The suggestions for how to ruin Trump-supporting relatives’ holiday dinner in the linked GQ article are clearly tongue-in-cheek and purposely silly. But this part is kinda true, IMO:

This year, if you’re headed home to a household that still thinks a sex-offending game show host in rapid cognitive decline was the best choice for a president, it is your civic duty to filibuster Thanksgiving.

Trump has spent the entire year performing one long, clumsy touchdown dance atop the wreckage of America’s former norms and values… Any parents still riding the Trump Train at this point have thereby signaled that nothing is sacred. It is time to follow their example. They can’t stand idly by while President Deals tramples every other American tradition and yet somehow expect that Thanksgiving will be normal too. If every other moment of this year is going to be drastically out of whack, nobody should get to pretend that everything is normal for one meal just because that’s what the pilgrims would have done.

It’s not so much that Trump supporters don’t deserve a normal Thanksgiving (although they don’t); it’s that we who are related to or otherwise entangled with these assholes have a duty to try burst their bubble of complacency.

As it should be, this obligation is borne almost exclusively by my fellow white people — it was our demographic cohort that foisted this treasonous buffoon on the world, and it’s on us Saltine-Americans to try to fix it.

Trump voters should know we feel demeaned every goddamned day that dawns with a self-described sexual predator (and child molester apologist!) representing our country. We should make them aware that we’re appalled that literal Nazis and white nationalist trash are elevated and empowered by this administration.

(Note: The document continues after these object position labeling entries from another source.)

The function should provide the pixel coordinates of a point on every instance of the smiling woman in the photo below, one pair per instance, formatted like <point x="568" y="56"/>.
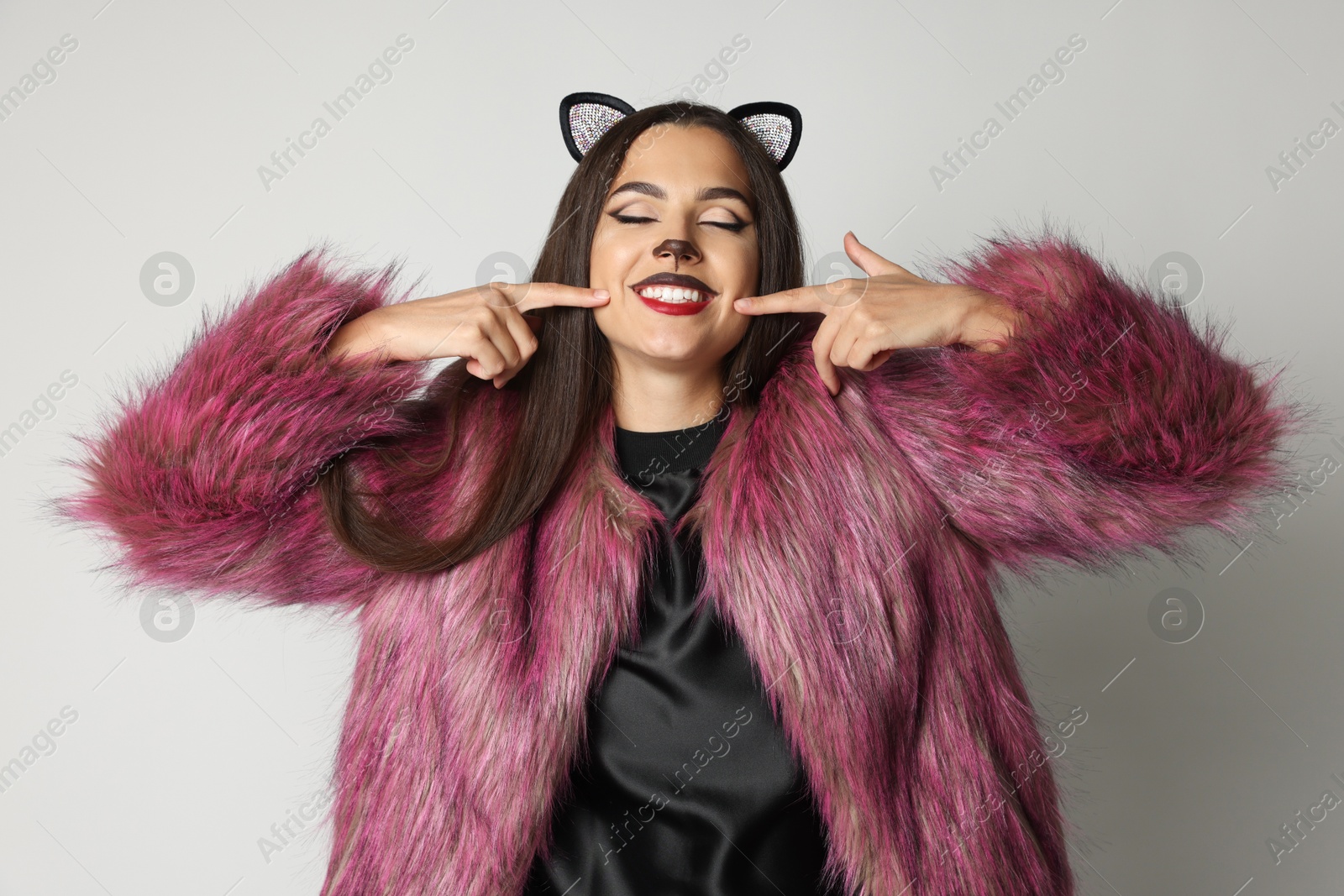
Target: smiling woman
<point x="568" y="579"/>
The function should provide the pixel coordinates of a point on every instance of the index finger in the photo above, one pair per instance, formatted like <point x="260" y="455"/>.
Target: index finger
<point x="790" y="300"/>
<point x="528" y="296"/>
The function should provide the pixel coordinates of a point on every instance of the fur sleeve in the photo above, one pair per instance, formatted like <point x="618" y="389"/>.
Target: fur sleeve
<point x="1106" y="425"/>
<point x="205" y="474"/>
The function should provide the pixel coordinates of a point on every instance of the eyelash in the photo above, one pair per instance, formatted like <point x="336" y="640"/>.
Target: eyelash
<point x="632" y="219"/>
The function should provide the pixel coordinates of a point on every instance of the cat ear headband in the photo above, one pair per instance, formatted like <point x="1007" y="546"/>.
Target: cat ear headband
<point x="586" y="116"/>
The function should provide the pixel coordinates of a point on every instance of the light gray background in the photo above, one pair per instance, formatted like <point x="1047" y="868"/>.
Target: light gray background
<point x="150" y="140"/>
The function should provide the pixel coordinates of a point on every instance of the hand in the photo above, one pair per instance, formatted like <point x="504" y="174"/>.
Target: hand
<point x="869" y="318"/>
<point x="484" y="324"/>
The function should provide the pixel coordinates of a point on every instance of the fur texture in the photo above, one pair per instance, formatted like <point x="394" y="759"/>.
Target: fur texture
<point x="853" y="543"/>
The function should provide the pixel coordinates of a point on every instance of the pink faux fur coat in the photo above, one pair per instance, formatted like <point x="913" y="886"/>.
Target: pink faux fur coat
<point x="853" y="542"/>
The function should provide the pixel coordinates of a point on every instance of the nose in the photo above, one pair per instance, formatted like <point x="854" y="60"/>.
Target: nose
<point x="679" y="250"/>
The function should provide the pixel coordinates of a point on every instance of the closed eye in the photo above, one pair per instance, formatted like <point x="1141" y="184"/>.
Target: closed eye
<point x="635" y="219"/>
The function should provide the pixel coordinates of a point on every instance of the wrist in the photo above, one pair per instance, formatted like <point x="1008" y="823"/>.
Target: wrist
<point x="983" y="322"/>
<point x="365" y="338"/>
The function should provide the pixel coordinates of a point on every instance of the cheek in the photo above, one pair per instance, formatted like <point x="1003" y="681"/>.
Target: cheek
<point x="611" y="261"/>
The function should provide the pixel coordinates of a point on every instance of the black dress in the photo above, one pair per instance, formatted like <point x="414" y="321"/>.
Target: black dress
<point x="690" y="788"/>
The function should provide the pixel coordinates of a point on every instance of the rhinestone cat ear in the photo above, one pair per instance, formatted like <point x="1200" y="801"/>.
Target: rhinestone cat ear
<point x="586" y="116"/>
<point x="777" y="125"/>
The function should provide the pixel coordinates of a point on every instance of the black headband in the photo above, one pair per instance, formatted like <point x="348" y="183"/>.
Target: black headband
<point x="586" y="116"/>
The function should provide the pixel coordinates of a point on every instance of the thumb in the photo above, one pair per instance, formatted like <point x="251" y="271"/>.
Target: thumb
<point x="871" y="262"/>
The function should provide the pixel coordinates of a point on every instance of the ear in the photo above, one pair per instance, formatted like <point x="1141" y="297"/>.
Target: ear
<point x="586" y="116"/>
<point x="777" y="125"/>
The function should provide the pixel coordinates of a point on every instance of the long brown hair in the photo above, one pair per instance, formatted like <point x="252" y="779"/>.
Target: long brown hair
<point x="566" y="385"/>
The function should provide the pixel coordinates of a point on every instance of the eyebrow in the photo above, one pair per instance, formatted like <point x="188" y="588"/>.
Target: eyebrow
<point x="658" y="192"/>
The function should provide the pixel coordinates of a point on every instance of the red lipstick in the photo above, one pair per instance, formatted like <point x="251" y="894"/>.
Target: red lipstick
<point x="674" y="293"/>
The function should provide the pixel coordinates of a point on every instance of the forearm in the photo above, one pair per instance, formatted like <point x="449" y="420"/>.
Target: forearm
<point x="365" y="340"/>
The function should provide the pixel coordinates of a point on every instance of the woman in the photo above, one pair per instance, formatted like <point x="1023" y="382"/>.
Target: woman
<point x="696" y="598"/>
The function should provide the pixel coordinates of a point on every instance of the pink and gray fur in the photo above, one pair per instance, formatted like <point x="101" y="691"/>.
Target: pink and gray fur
<point x="853" y="542"/>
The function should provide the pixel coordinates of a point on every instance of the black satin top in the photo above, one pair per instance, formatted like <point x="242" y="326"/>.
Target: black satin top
<point x="689" y="788"/>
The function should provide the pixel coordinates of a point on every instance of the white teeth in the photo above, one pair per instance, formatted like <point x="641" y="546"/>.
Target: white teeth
<point x="672" y="295"/>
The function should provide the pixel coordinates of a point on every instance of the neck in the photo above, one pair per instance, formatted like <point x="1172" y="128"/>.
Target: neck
<point x="659" y="399"/>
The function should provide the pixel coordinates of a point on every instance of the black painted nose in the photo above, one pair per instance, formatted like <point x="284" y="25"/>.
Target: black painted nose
<point x="680" y="250"/>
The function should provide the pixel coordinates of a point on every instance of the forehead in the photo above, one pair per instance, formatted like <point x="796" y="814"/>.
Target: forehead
<point x="683" y="160"/>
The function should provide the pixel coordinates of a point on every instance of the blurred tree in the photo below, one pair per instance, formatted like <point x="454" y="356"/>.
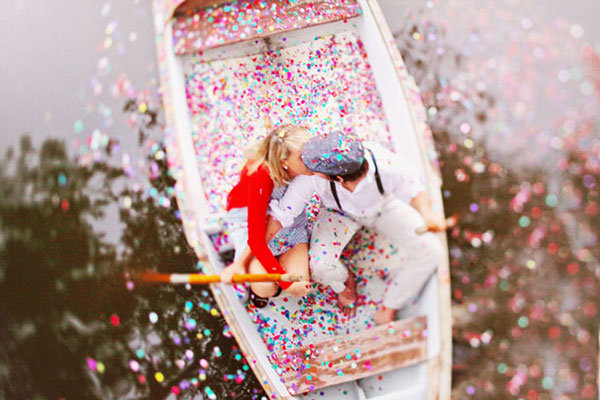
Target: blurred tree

Trump supporters should understand that we’re repulsed by the Bible-humping hypocrites who flock to support their degenerate president, and that we’re revolted by the arrogant, preening, phony morality of anti-gay creeps like Mike Pence.

We should point out that the huckster-in-chief invited a gaggle of plutocrats to loot the U.S. Treasury while he and his pack of grifting-hyena relatives convert the presidency into a personal branding engine and profit center. That “drain the swamp” thing was 100% bullshit, and if they’re still lapping it up, Trump supporters are a con man’s willing dupes.

And Trump supporters should know we’re repelled by people who wrap themselves in the flag and invoke “the troops” as an excuse to cram their jingoism down our throats while at the same time expressing enthusiasm about a foreign autocrat undermining our democracy or turning a blind eye to it.

I could go on, but the point is, this shit is not normal, and if we’re ever going to get within hailing distance of normal again, we must not only call out Trump and his official minions, we must confront the people who put him where he is. Even if they are our dads, aunties, cousins, etc.

The techniques to confront MAGAts vary. I favor sarcasm. Valued commenter Mnemosyne has described a gambit that I’ve found particularly effective in exposing the stupidity at the core of Trumpian conspiracy theories: Feign ignorance when wingnuts repeat some chain-email lie, politely ask them to elaborate and ask pointed questions until the full lunacy of the premise is exposed, sometimes even to the speaker, who eventually trails off in embarrassment or changes the subject.

Anyhoo, arm yourselves with the rhetorical weapons that suit you best, including sweet reason and loving kindness, if that’s your thing. As I mentioned yesterday, I’m off the hook on Thanksgiving Day since no Trump-supporting relatives will be in attendance. But I will be seeing them over the coming weeks, and I will give no quarter. They don’t deserve it, and these days, silence equals complicity with a white supremacy agenda. Fuck that!